A key difficulty is that we might need to estimate what the elicitation quality will look like in several years because the model might be stolent in advance. I agree about self-elicitation and misuse elicitation being relatively easy to compete with. And I agree that the best models probably won’t be intentionally open sourced.
The concern is something like:
We run evals (with our best elicitation) on a model from an AI lab and it doesn’t seem that scary.
North Korea steals the model immediately because lol, why not. The model would have been secured much better if our evals indicated that it would be scary.
2 years later, elicitation technology is much better to the point where North Korea possessing the model is a substantial risk.
The main hope for resolving this is that we might be able to project future elicitation quality a few years out, but this seems at least somewhat tricky (if we don’t want to be wildly conservative).
Separately, if you want a clear red line, it’s sad if relatively cheap elicitation methods which are developed can result in overshooting the line: getting people to delete model weights is considerably sadder than stopping these models from being trained. (Even though it is in principle possible to continue developing countermeasures etc as elicitation techniques improve. Also, I don’t think current eval red lines are targeting “stop”, they are more targeting “now you need some mitigations”.)
Agreed about the red line. It’s probably the main weakness of the eval-then-stop strategy. (I think progress in elicitation will slow down fast enough that it won’t be a problem given large enough safety margins, but I’m unsure about that.)
I think that the data from evals could provide a relatively strong ground on which to ground a pause, even if that’s not what labs will argue for.

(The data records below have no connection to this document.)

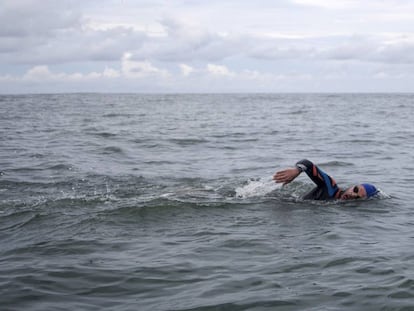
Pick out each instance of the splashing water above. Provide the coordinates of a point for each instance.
(257, 187)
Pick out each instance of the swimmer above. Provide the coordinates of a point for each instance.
(326, 187)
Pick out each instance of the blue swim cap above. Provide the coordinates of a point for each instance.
(370, 189)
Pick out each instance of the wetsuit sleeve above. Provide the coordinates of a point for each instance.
(319, 177)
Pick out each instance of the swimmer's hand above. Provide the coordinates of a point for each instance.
(286, 176)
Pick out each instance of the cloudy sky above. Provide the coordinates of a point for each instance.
(206, 46)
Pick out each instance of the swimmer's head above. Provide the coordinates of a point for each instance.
(370, 190)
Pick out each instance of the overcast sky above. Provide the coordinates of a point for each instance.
(206, 46)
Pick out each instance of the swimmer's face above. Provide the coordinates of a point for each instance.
(354, 192)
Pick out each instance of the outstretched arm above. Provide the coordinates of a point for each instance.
(287, 175)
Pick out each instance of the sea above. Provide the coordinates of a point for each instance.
(166, 202)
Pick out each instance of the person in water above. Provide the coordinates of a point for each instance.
(326, 187)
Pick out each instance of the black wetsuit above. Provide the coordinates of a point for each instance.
(326, 187)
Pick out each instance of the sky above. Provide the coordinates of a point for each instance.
(214, 46)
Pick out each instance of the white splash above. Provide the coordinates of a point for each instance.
(257, 187)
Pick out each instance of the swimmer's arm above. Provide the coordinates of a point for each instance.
(288, 175)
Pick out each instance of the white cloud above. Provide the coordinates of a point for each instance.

I think it’s sensible for people to argue that it’s unfair and risky to let a private actor control a resource which could cause catastrophes (e.g. better bioweapons or mass cyberattacks, not necessarily takeover), even if they could build good countermeasures (especially given a potentially small upside relative to the risks). I’m not sure if that’s the right thing to do and argue for, but surely this is the central piece of evidence you will rely on if you want to argue for a pause?